64 patients with 64 UIAs underwent ECG-gated dynamic 4D-CTA imaging before treatment, of which 46 patients additionally underwent DSA. Original scanning data were reconstructed to produce 20 data sets of cardiac cycles with 5%-time intervals. The extent of agreement on UIAs morphological features assessed with 4D-CTA and DSA was estimated using the k coefficient of the Kappa test. The radiation doses were also calculated and compared between 4D-CTA and DSA. In the aneurysmal surgically treated in our institution, we were able to compare the surgical findings of the aneurysm wall with 4D-CTA images. We performed long-term follow-up on untreated patients.
The morphological characteristics detected by 4D-CTA and DSA were consistent in aneurysm location (k = 1.0), shape (k = 0.76), maximum diameter (k = 0.94), aneurysm neck (k = 0.79) and proximity to parent and branch vessels (k = 0.85). 4D-CTA required lower radiation doses (0.32 ± 0.11 mSv) than DSA (0.84 ± 0.37 mSv, P < 0.001). Pulsation was detected in 26 of the 64 unruptured aneurysms, and all underwent neurosurgical clipping or interventional embolization. In aneurysms surgically treated in our hospital, we observed a significant correlation between 4D-CTA findings and surgical evaluation of the aneurysmal wall, in particular the irregular pulsations detected on 4D-CTA have demonstrated to correspond to dark-reddish thinner wall at surgery.
In this proof-of-concept study, 4D-CTA provided real-time, non-invasive preoperative assessments of UIAs comparable to DSA. Moreover, optimal correlation between the irregular pulsation detected by 4D-CTA and the surgical findings support a possible role of this technique to identify aneurysms with a higher risk of rupture.
本研究前瞻性地评估了心电门控(ECG)重建四维 CT 血管造影(4D-CTA)在术前评估形态学参数方面的可行性,并与数字减影血管造影(DSA)进行比较。我们还旨在通过 4D-CTA 检测未破裂颅内动脉瘤(UIAs)的搏动,作为生长或破裂的潜在预测因素。
64 例 64 个 UIAs 患者在治疗前接受 ECG 门控动态 4D-CTA 成像,其中 46 例患者还接受了 DSA。原始扫描数据被重建为 20 个具有 5%时间间隔的心脏周期数据集。使用 Kappa 检验的 K 系数估计 4D-CTA 和 DSA 评估 UIAs 形态特征的一致性。还计算并比较了 4D-CTA 和 DSA 的辐射剂量。在我们机构进行的动脉瘤手术治疗中,我们能够将动脉瘤壁的手术发现与 4D-CTA 图像进行比较。我们对未治疗的患者进行了长期随访。

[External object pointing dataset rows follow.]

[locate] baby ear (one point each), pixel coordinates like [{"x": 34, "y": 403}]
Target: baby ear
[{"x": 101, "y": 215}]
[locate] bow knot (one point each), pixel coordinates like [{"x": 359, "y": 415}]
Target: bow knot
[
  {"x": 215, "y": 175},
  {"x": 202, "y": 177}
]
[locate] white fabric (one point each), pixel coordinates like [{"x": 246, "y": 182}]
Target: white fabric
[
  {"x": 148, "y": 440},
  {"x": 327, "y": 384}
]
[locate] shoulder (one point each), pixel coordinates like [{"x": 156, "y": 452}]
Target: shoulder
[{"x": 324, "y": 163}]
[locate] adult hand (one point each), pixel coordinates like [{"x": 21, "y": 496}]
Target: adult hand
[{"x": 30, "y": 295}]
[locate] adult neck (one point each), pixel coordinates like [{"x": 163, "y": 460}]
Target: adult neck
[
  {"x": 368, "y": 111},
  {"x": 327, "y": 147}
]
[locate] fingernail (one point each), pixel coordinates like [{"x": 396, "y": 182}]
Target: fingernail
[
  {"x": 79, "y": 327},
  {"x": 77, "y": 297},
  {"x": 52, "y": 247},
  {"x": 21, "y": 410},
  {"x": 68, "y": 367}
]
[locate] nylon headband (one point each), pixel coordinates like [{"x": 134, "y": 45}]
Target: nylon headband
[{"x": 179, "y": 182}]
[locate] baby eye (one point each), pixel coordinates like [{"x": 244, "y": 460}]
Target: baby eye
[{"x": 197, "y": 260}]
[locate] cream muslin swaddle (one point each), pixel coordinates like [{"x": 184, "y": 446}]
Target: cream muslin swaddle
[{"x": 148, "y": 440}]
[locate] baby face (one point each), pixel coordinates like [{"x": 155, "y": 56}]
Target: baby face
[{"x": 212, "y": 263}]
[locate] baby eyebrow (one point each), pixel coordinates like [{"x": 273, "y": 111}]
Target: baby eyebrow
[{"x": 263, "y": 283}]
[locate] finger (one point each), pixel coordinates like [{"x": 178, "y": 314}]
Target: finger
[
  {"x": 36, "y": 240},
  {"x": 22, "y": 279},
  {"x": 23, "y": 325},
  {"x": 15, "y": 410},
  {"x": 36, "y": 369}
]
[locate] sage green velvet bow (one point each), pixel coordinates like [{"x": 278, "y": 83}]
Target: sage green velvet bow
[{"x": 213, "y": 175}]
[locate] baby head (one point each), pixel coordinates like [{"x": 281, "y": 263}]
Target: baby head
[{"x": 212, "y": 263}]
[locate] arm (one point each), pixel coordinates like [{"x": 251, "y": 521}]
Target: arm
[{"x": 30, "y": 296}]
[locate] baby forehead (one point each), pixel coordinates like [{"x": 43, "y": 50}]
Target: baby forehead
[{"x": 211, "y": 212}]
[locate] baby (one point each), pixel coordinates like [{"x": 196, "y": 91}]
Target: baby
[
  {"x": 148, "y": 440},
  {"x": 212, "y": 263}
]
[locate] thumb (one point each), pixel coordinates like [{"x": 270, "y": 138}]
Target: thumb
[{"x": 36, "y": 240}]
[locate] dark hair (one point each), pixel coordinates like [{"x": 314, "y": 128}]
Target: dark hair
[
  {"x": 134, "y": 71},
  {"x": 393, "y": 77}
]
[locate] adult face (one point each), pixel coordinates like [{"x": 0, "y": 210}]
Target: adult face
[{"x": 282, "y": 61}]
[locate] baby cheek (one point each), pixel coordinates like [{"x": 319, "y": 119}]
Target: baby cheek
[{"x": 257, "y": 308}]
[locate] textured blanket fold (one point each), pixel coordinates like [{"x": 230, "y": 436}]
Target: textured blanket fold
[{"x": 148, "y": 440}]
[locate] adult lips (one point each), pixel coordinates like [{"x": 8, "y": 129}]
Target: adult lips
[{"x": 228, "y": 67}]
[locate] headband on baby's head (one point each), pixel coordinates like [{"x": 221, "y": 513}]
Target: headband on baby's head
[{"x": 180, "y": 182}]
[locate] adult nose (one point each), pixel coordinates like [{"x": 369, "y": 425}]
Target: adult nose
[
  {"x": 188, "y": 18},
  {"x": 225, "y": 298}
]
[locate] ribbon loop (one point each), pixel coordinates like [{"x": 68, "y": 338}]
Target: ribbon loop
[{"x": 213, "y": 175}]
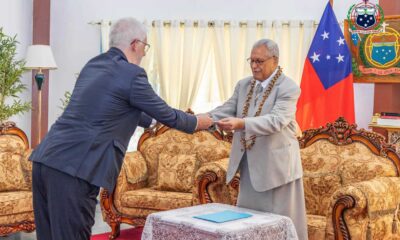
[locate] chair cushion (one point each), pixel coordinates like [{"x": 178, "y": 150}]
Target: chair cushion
[
  {"x": 11, "y": 174},
  {"x": 153, "y": 199},
  {"x": 135, "y": 167},
  {"x": 316, "y": 226},
  {"x": 208, "y": 148},
  {"x": 318, "y": 190},
  {"x": 176, "y": 172},
  {"x": 15, "y": 202},
  {"x": 361, "y": 164}
]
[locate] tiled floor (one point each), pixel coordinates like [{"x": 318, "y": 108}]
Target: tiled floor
[{"x": 99, "y": 227}]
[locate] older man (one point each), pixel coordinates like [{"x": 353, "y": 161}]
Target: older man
[
  {"x": 265, "y": 150},
  {"x": 85, "y": 147}
]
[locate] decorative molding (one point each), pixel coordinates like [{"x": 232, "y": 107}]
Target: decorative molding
[
  {"x": 25, "y": 226},
  {"x": 113, "y": 218},
  {"x": 341, "y": 133},
  {"x": 9, "y": 128},
  {"x": 202, "y": 188},
  {"x": 339, "y": 224}
]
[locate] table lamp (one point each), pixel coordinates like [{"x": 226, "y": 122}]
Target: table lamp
[{"x": 40, "y": 57}]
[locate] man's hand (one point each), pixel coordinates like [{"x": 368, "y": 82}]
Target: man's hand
[
  {"x": 231, "y": 123},
  {"x": 204, "y": 121}
]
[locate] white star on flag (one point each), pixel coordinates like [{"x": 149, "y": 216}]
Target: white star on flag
[
  {"x": 340, "y": 58},
  {"x": 315, "y": 57},
  {"x": 340, "y": 41},
  {"x": 325, "y": 35}
]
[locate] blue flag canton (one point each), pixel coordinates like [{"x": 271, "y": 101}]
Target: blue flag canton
[{"x": 329, "y": 53}]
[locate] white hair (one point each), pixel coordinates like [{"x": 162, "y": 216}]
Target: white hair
[
  {"x": 124, "y": 31},
  {"x": 271, "y": 46}
]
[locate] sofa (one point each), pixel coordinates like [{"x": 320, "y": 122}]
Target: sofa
[
  {"x": 351, "y": 183},
  {"x": 16, "y": 211},
  {"x": 160, "y": 175}
]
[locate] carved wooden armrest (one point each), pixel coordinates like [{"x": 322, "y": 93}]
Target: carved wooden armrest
[{"x": 365, "y": 201}]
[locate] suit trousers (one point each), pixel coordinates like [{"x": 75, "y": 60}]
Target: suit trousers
[
  {"x": 287, "y": 200},
  {"x": 64, "y": 206}
]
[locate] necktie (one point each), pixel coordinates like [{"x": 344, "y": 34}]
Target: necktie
[{"x": 259, "y": 90}]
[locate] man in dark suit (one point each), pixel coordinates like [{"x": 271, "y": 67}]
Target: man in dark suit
[{"x": 85, "y": 147}]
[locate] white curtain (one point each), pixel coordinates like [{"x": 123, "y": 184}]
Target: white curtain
[
  {"x": 181, "y": 57},
  {"x": 104, "y": 33}
]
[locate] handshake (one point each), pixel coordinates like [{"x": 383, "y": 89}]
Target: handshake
[{"x": 204, "y": 121}]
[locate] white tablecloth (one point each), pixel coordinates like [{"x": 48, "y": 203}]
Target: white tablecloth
[{"x": 180, "y": 224}]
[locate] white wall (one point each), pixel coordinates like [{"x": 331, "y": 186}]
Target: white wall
[
  {"x": 74, "y": 41},
  {"x": 16, "y": 19}
]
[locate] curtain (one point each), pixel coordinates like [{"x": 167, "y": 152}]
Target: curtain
[
  {"x": 104, "y": 33},
  {"x": 181, "y": 57}
]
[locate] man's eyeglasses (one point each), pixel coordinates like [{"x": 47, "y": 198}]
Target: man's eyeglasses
[
  {"x": 257, "y": 61},
  {"x": 146, "y": 45}
]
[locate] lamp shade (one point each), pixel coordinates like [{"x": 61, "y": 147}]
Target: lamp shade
[{"x": 40, "y": 57}]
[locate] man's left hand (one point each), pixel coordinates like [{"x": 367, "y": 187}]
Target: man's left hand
[{"x": 231, "y": 123}]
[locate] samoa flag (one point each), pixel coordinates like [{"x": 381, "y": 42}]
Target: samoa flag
[{"x": 327, "y": 80}]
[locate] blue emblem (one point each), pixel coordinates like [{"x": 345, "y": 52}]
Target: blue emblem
[
  {"x": 365, "y": 16},
  {"x": 355, "y": 38},
  {"x": 383, "y": 52}
]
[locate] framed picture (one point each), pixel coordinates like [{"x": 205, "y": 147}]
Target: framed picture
[{"x": 376, "y": 52}]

4D-CTA 和 DSA 检测到的动脉瘤位置(k=1.0)、形状(k=0.76)、最大直径(k=0.94)、瘤颈(k=0.79)和与母血管和分支血管的邻近程度(k=0.85)的形态特征一致。4D-CTA 的辐射剂量(0.32±0.11 mSv)低于 DSA(0.84±0.37 mSv,P<0.001)。在未破裂的 64 个动脉瘤中,有 26 个检测到搏动,所有患者均接受了神经外科夹闭或介入栓塞治疗。在我们医院进行手术治疗的动脉瘤中,我们观察到 4D-CTA 发现与动脉瘤壁的手术评估之间存在显著相关性,特别是 4D-CTA 检测到的不规则搏动与手术中观察到的暗红色较薄的壁相对应。
在这项概念验证研究中,4D-CTA 提供了与 DSA 相当的实时、非侵入性的 UIAs 术前评估。此外,4D-CTA 检测到的不规则搏动与手术发现之间的最佳相关性支持该技术可能用于识别具有更高破裂风险的动脉瘤。